孟百川越听越气,连带着呼吸都跟着急促起来,他提气用力抄起炕柜上的搪瓷缸,砰的一声朝着自家大哥身上砸去,“不打我的莺莺就是好的?姓孟的,你瞎的不轻,介绍这种烂人给我家莺莺。”
“滚。”
“我还没死,轮不到你们来吃绝户!”
当吃绝户这三个字一落,孟老大脸色一变,顾不得身上打翻的茶水,连珠炮一样解释,“百川,你怎么说话的?”

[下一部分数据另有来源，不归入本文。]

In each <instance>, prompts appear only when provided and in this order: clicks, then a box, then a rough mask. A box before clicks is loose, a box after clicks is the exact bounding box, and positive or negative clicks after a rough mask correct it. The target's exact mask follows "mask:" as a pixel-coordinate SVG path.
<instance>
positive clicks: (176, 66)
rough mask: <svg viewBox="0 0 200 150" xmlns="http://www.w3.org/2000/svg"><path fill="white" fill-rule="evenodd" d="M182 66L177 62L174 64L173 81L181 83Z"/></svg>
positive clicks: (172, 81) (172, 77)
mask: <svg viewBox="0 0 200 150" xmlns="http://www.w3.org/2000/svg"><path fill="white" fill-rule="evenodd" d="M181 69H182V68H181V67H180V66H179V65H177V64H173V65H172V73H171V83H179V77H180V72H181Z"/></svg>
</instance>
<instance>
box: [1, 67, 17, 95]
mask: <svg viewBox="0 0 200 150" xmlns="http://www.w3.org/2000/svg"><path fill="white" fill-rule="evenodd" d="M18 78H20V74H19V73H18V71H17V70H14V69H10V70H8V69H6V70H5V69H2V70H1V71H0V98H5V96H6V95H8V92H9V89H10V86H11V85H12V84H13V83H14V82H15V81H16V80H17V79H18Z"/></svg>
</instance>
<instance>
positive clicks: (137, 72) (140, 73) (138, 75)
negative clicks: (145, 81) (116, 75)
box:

“我们这明明是为了你好,为了莺莺好,除了我们这些亲人,还有谁愿意帮你们?”
“滚。”
孟百川听不进去,他没想到自己到了最后的时日,最先上门想要咬他肉的是他亲生的大哥。
想到这里,孟百川怒从中起,他吸气又吸气,几乎是用尽全力,攥紧枯槁的手,用力一推带着炕上的炕柜都给打翻了。
不过到底是病重的人,用尽全力也没能把炕柜给掀翻,而是斜斜的栽倒在炕下面。
刚好孟莺莺鼓足勇气,从外面进屋,还没走进来,那被掀翻的炕柜,就那样滚落到了她的脚边。
孟莺莺上辈子的家人都是好脾气,她从未见过这样的阵仗,当即就被吓了一跳。